The authors tend to see D&D as having no structure comparable to other games. But, again, this is because of their new-school story focus. An old school wargames campaign was just that: a game. I think what struck me after I contemplated an attempt to match up their differing time structures to the game we all love is that players can engage in the game simultaneously, apart, as a team, against one another: but "victory" conditions, etc., are all character-focused and driven and independent of any other character. The player is competing with himself in order to develop his character(s) from mistakes hard-learned, etc.

Someone reached "name level" in Planet Eris the other day. We all kind of had a spontaneous party - we all knew that was the goal of our characters as well. Sadly, the player retired this character! I was ready for the WAR game to start! Oh well. He had "won" his "match." Nice.

"Many games with 'good' atoms (short atoms with clear and satisfying boundaries) are point-based." p. 20. Hence my description of the "atom" of D&D being, ideally, the accrual of XP, but, at least, the discovery of treasure (gp).

The section on number of players was less interesting for me with regards to D&D. I know there are engines for solo-dungeon crawls. I cannot imagine many of us accepting players who gave their characters XP based upon such adventures!

They then move on to "heuristics." They give two major types: positional and directional. Positional heuristics evaluate the state of the game (score board check, etc.), directional heuristics guide the players in terms of strategy / tactic to achieve a new game state, etc. Of course, these are closely related and tied to one another, but still conceptually distinguishable.

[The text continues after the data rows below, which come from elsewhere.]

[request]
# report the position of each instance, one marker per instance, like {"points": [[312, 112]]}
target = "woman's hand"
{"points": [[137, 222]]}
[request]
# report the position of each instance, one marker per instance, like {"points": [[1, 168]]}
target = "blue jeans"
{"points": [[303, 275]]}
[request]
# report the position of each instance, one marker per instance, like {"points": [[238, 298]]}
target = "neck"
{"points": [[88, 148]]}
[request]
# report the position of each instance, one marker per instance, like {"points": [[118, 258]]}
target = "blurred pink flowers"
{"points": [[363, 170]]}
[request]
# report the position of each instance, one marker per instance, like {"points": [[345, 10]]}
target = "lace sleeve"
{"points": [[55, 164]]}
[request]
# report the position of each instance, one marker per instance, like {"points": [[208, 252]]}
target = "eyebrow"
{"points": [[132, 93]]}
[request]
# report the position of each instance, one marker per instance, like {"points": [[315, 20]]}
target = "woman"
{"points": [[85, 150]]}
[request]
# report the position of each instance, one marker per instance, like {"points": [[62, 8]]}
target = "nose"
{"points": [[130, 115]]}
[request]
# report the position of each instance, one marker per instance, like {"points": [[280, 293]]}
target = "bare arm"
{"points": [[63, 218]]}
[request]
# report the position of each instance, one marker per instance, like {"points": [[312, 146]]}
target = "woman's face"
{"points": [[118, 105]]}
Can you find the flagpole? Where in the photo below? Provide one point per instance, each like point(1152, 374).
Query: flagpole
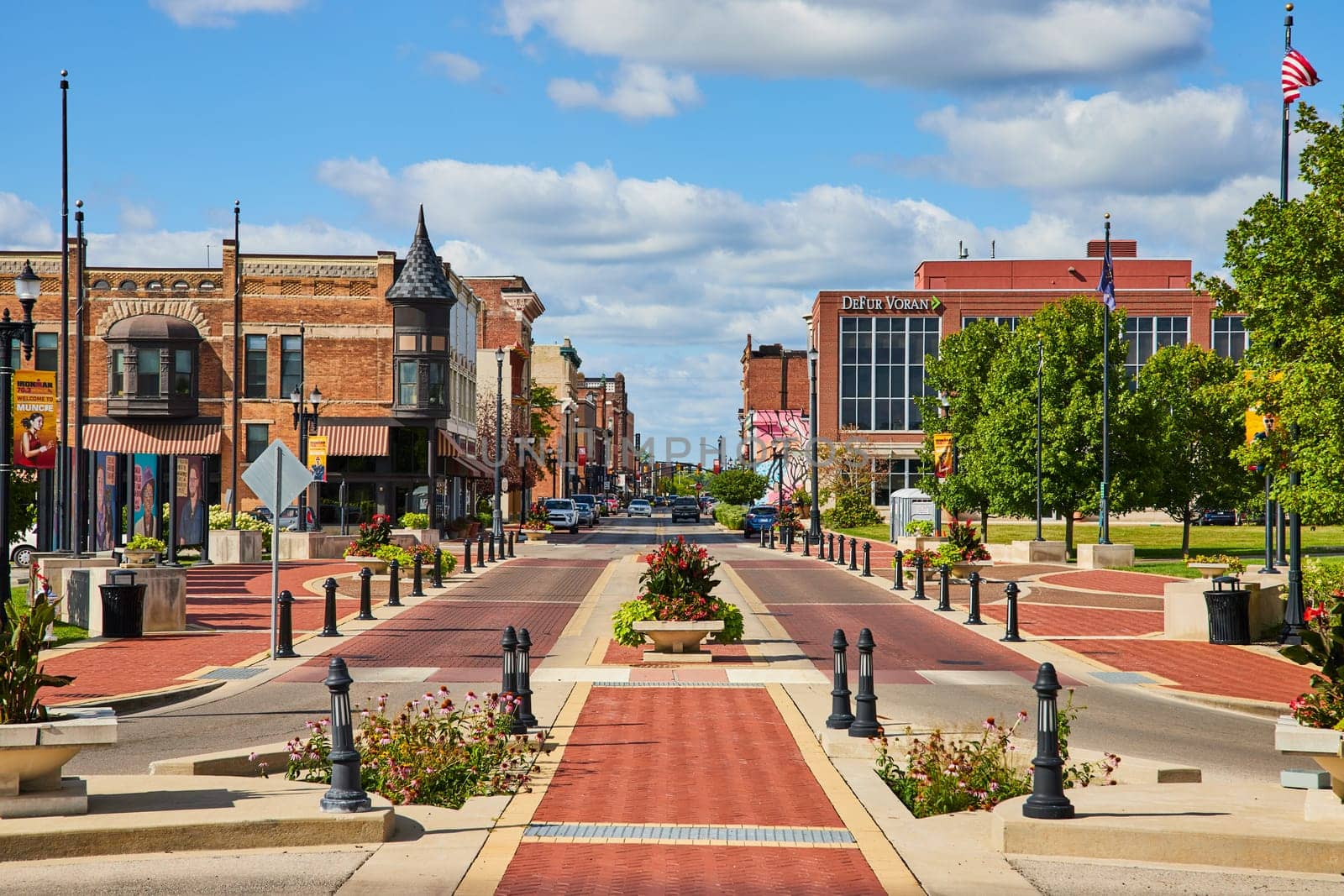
point(1104, 531)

They then say that some folks are attracted to games because of the quality of the heuristics, regardless of the rules. Players derive great enjoyment from "climbing the heuristics tree," e.g., learning the kinds of things that help beginners, heading through the plateau of minimally helpful but necessary heuristics to get through "middle game," and, finally, those last, difficult, but ultimately rewarding heuristics of "end game" (think, especially, chess here). So, they say, per any given game ask if the heuristics are: clear or muddy; rich or sparse; satisfying or unsatisfying; powerful or weak?

When I first returned to playing D&D after many years, I had forgotten a lot of basic heuristics. I bought a bunch of equipment for Nimrod the dimwit barbarian, thinking leather armor and a spear would be a good way to go till I found some more gold. Well, he died fast. Heuristic: buy the best armor you can afford, per class, ASAP! That is a clear, rich, satisfying and powerful heuristic! And it kept me coming back. But it is NO WHERE stated in the rules. For obvious reasons! Thinking this way has helped me to see how many basic and helpful heuristics there really are for D&D! Players really don't need the rules: but they sure need the heuristics.

One final thing I want to point out about this great chapter. They shy away from single, unified, normative definitions of games. But then they inadvertently throw a really great one into a footnote!

". . . games are to some extent abstract and purified models of everyday human existence." (p. 32.) Wow. I could talk a lot about that one. But I think I will just conclude this post here.